The ‘superbug’ bacteria Methicillin-Resistant Staphylococcus Aureus (MRSA) has been found for the first time in sausages and minced pork available from UK supermarkets.
A team of researchers funded primarily by the Medical Research Council bought and analysed 103 (52 pork and 51 chicken) pre-packaged fresh meat products, labelled as being of UK farm origin, from supermarkets in five different locations in England.
Two of the pork samples – one from sausages, one from minced pork – tested positive for MRSA.
Further analysis of the genetic make-up of the bacteria confirmed the presence of antibiotic resistant genes belonging to a type of MRSA known as LA-MRSA CC398. Other studies have revealed an association between clinical disease resulting from LA-MRSA CC398 infection and recent contact with pigs or pig farms.

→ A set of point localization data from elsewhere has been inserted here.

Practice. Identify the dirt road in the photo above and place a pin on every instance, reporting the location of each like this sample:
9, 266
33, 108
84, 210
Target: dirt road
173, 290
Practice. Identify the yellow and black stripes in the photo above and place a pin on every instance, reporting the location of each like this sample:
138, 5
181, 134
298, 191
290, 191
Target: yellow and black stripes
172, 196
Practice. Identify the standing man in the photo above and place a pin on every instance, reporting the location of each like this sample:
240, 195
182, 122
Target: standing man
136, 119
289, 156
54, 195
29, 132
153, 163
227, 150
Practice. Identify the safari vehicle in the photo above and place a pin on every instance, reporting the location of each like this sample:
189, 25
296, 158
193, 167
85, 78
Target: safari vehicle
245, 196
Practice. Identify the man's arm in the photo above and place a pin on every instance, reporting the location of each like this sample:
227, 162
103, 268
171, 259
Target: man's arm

As with other MRSA this type may be responsible for serious illness following wound or surgery site infections.
Researchers stressed that the discovery in food products did not pose a significant immediate risk to the public but could provide a route for possible human contamination.
Dr Mark Holmes from the Department of Veterinary Medicine at the University of Cambridge said: “The public should not be overly worried by this as sensible food precautions and good hygiene should prevent its spread.
“However, this does suggest that MRSA is established in our pig farms and provides a possible route of transmission from livestock, through those in direct contact with pigs, into the wider population.”
"Even if you were to eat the bacteria, the risk of illness is small," he said.
"Lots of people actually carry MRSA in their nasal passages without any ill effects – it only causes health problems if it infects someone in poor health or gets into a wound."